Stocks fall, head toward third-straight losing week
U.S. stocks extended losses Friday morning as a vicious bout of selling that has plagued the month continued ahead of the long holiday weekend.
The S&P 500 (^GSPC) and Dow Jones Industrial Average (^DJI) each sank 0.5% after struggling for direction at the open. The technology-heavy Nasdaq Composite (^IXIC) tumbled 0.9%.
The U.S. stock and bond markets will be closed on Monday, Dec. 26, in observance of Christmas Day.
The PCE core price index — the Fed’s preferred inflation measure — rose at an annual 5.5% in November and 0.1% from the prior month, on par with consensus estimates from economists surveyed by Bloomberg.
The figured marked a moderation from readings of 6.1% and 0.3%, respectively, in October. Core PCE, which strips out the volatile food and energy components, rose 4.7% year-over-year and 0.2% on a monthly basis.
Meanwhile, personal spending stagnated in November to the weakest print since July.
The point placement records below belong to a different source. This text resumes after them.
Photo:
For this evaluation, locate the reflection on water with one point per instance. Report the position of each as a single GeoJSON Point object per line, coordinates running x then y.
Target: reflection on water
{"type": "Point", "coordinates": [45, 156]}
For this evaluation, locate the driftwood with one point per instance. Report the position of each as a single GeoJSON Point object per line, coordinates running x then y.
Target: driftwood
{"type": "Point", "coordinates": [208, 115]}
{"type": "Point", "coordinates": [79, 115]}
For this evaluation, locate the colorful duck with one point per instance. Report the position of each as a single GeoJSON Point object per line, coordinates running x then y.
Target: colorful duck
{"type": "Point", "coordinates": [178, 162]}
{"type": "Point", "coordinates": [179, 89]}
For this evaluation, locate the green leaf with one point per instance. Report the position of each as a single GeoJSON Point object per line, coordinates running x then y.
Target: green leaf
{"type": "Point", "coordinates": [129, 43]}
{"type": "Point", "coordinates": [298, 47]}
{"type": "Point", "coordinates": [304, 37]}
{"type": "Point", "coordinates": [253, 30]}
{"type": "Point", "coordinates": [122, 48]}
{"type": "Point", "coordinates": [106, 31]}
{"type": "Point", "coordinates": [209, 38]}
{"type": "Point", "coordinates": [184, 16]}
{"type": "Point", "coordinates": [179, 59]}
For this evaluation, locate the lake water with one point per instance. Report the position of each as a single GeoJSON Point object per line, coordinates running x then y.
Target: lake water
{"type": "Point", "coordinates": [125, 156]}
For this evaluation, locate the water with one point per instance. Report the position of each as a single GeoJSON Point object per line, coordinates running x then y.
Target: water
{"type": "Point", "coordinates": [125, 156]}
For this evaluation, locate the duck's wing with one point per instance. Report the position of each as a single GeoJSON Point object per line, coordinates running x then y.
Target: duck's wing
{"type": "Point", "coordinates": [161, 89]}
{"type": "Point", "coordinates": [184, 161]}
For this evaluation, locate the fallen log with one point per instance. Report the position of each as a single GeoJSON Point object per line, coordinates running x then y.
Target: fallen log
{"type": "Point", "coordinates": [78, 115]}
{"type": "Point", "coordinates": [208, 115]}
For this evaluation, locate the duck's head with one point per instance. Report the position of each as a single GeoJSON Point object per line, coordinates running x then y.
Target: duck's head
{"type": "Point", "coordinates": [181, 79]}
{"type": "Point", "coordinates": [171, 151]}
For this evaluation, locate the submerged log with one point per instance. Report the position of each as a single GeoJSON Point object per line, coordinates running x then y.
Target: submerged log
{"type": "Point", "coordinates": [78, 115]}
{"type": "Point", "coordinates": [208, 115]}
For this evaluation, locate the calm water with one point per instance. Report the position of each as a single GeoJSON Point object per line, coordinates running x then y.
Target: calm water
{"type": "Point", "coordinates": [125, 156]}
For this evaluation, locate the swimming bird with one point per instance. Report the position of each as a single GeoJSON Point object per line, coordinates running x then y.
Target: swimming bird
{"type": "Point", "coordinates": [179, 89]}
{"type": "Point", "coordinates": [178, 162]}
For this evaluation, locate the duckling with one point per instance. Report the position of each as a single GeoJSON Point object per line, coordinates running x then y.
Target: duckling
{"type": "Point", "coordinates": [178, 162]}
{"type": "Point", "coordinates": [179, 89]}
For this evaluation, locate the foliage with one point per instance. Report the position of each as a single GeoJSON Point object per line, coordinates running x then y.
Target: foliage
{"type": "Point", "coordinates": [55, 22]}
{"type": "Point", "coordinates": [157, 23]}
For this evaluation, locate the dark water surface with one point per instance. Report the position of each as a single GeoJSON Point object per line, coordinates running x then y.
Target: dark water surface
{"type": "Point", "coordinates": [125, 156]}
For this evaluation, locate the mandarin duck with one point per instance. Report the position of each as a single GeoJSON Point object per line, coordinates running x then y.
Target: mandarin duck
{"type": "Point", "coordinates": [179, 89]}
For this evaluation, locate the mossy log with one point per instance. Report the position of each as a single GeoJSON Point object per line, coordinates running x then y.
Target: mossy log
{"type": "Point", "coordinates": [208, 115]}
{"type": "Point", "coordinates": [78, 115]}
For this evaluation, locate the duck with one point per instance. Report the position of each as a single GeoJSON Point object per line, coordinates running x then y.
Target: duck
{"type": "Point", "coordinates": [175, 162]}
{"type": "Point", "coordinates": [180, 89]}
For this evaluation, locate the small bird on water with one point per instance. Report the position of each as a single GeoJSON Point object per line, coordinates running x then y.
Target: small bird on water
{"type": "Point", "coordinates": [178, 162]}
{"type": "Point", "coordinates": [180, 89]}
Investors will also get readings on the latest University of Michigan Consumer Sentiment Survey and new home sales.
“The Federal Reserve’s preferred measure of inflation continues to go down, which is good news for their most important objective, but unfortunately for the market, it ...
...is happening at the same time as consumers continue to reduce their spending,” Independent Advisor Alliance Chief Investment Officer Chris Zaccarelli said in a note.
“At this point, the market has been backed into a corner, since more robust spending and higher growth is indirectly bad for the stock market (because it is likely to trigger ...
...an even stronger hawkish reaction from the Fed), while slower spending and growth is directly bad for the stock market, because it implies lower corporate earnings.”
“We’re expecting the Fed to revise down its forecasts as soon as March, though progress initially will be slow; policymakers appear to have been scarred by the experience of the ...
...past year-and-a-half, and will want to be sure they aren’t moving their numbers down prematurely,” Pantheon Macroeconomics Chief Economist Ian Shepherdson said in a note.